These testing and troubleshooting techniques are for SaaS, rather than on-premises deployments.
Verify Ability to Perform Certificate Authentication without AirWatch
Remove AirWatch from the configuration and manually configure a device to connect to your network server using certificate authentication. This should work outside of AirWatch and until this works properly, AirWatch will not be able to configure a device to connect with a certificate.
Verify Ability to Perform Certificate Authentication with AirWatch
You can confirm that the certificate is usable by pushing a profile to the device and testing whether or not the device is able to connect and sync to the configured EAS, VPN, or Wi-Fi access-point. If the device is not connecting and shows a message that the certificate cannot be authenticated or the account cannot connect then there is a problem in the configuration. Below are some helpful troubleshooting checks.
If SSL TLS errors are received while creating a template
This error can occur when you attempt to:
- Create an AirWatch certificate template byselecting the Retrieve Profiles button or
- Retrieve a certificate from the AirWatch console from the SecureAuth certificate authority.
The troubleshooting technique that usually resolves this problem is:
- Adding the required server certificate chain in the console servers trusted root key store.
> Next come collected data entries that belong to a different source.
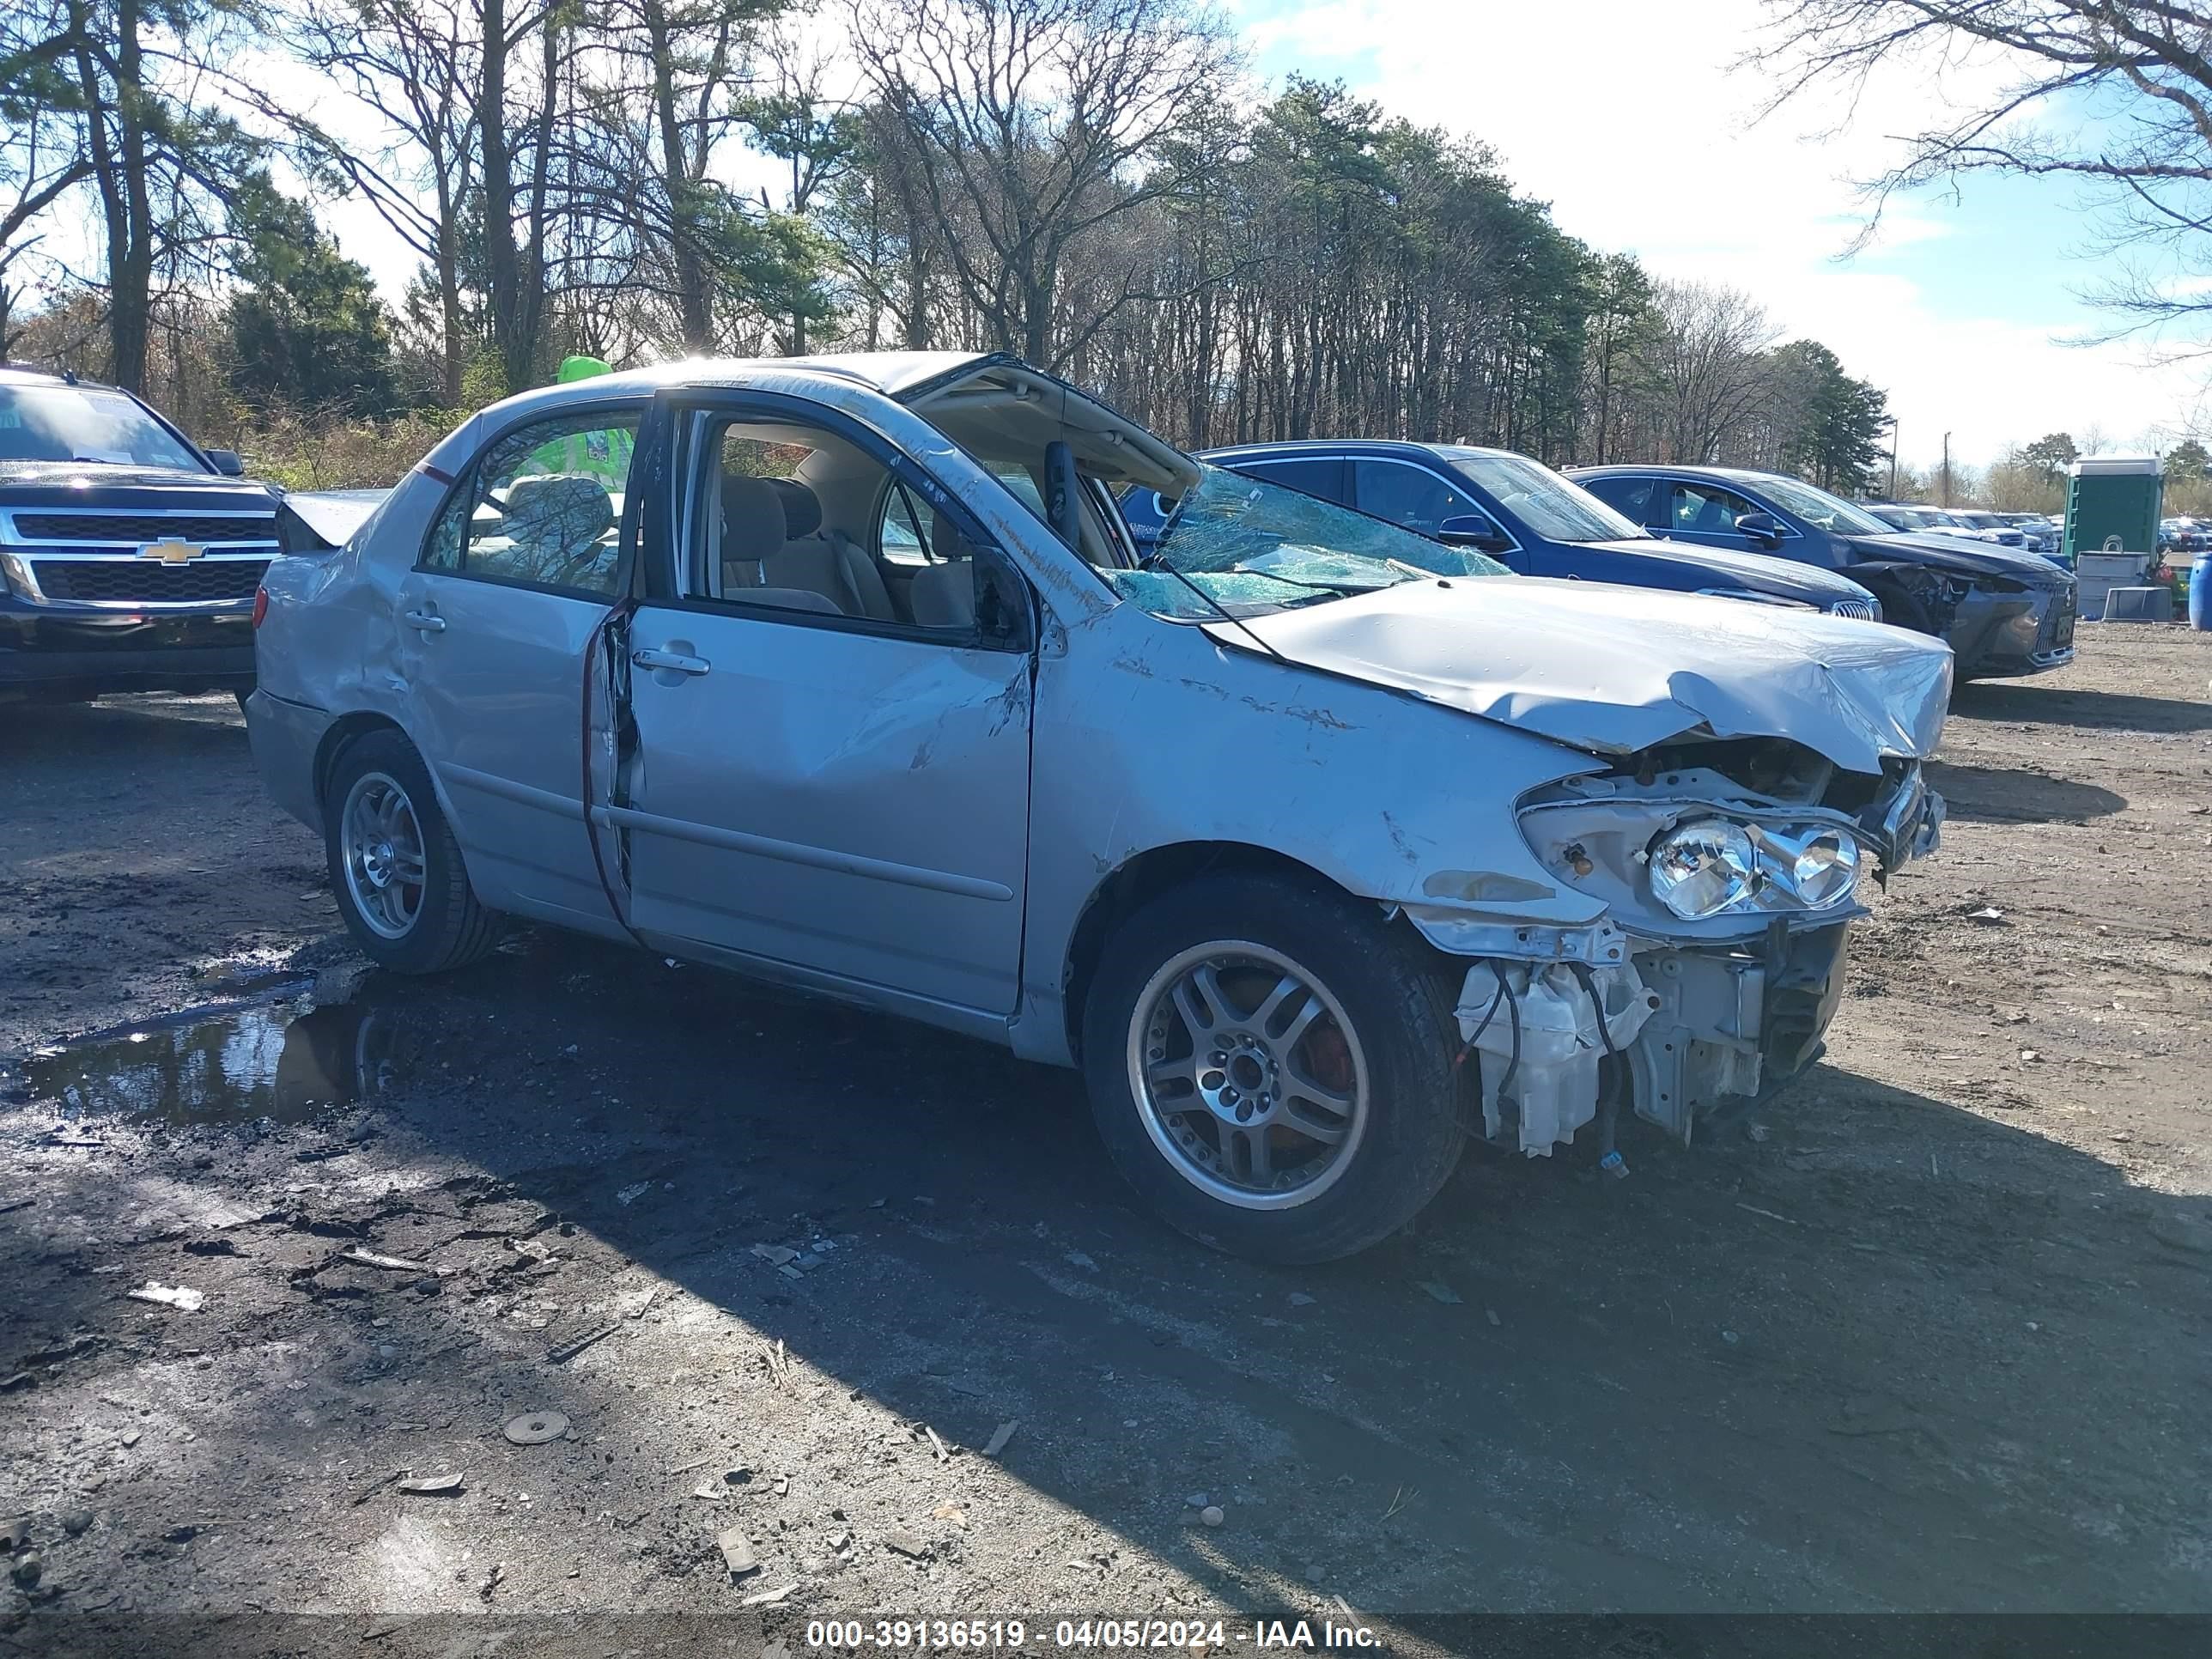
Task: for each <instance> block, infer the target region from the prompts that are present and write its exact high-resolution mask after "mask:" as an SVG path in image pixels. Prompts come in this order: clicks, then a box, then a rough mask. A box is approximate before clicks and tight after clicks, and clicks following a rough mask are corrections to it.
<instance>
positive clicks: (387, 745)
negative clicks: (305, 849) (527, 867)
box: [323, 730, 500, 973]
mask: <svg viewBox="0 0 2212 1659" xmlns="http://www.w3.org/2000/svg"><path fill="white" fill-rule="evenodd" d="M323 852H325V858H327V865H330V889H332V891H334V894H336V898H338V914H341V916H345V929H347V931H349V933H352V936H354V942H356V945H358V947H361V951H363V953H365V956H367V958H369V960H372V962H376V964H378V967H387V969H392V971H394V973H445V971H449V969H458V967H467V964H469V962H473V960H478V958H480V956H484V953H487V951H489V949H491V947H493V945H498V940H500V918H498V914H495V911H489V909H484V907H482V905H480V902H478V898H476V891H473V889H471V887H469V872H467V867H465V865H462V858H460V843H458V841H453V830H451V825H447V821H445V812H440V810H438V792H436V790H434V787H431V781H429V768H427V765H422V757H420V754H416V750H414V743H409V741H407V739H405V737H400V734H398V732H394V730H378V732H367V734H363V737H358V739H354V741H352V743H347V745H345V748H343V750H341V752H338V759H336V763H334V765H332V768H330V783H327V785H325V792H323Z"/></svg>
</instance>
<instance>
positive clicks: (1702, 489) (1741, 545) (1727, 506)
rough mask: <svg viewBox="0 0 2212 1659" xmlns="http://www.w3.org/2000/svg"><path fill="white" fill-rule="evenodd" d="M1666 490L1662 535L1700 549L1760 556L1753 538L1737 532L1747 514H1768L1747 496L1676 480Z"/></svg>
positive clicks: (1710, 483) (1693, 482) (1699, 483)
mask: <svg viewBox="0 0 2212 1659" xmlns="http://www.w3.org/2000/svg"><path fill="white" fill-rule="evenodd" d="M1663 489H1666V520H1663V524H1661V526H1659V533H1661V535H1670V538H1674V540H1677V542H1699V544H1701V546H1732V549H1736V551H1741V553H1761V551H1765V549H1759V546H1754V544H1752V538H1750V535H1745V533H1743V531H1739V529H1736V520H1739V518H1743V515H1745V513H1761V511H1765V509H1763V507H1759V504H1756V502H1752V500H1750V498H1747V495H1739V493H1736V491H1732V489H1725V487H1721V484H1714V482H1708V480H1703V478H1699V480H1686V478H1677V480H1672V482H1668V484H1663Z"/></svg>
If the AirWatch Certificate Profile fails to install on the device
- Inform AirWatch Professional Services of the error and request they:
- Turn On Verbose Mode to capture additional data.
- Retrieve web console log.
- AirWatch analyzes the log and works with customer to resolve the problem.
If the certificate is not populated in the View XML option of the profile
- Confirm that lookup values configured on the SecureAuth certificate profile match the look up values in the AirWatch console’s Request Template.
- Confirm that lookup values in AirWatch Request Template are actually populated in the user information being pulled from AD.
- Confirm you are pointing to the right profile in SecureAuth.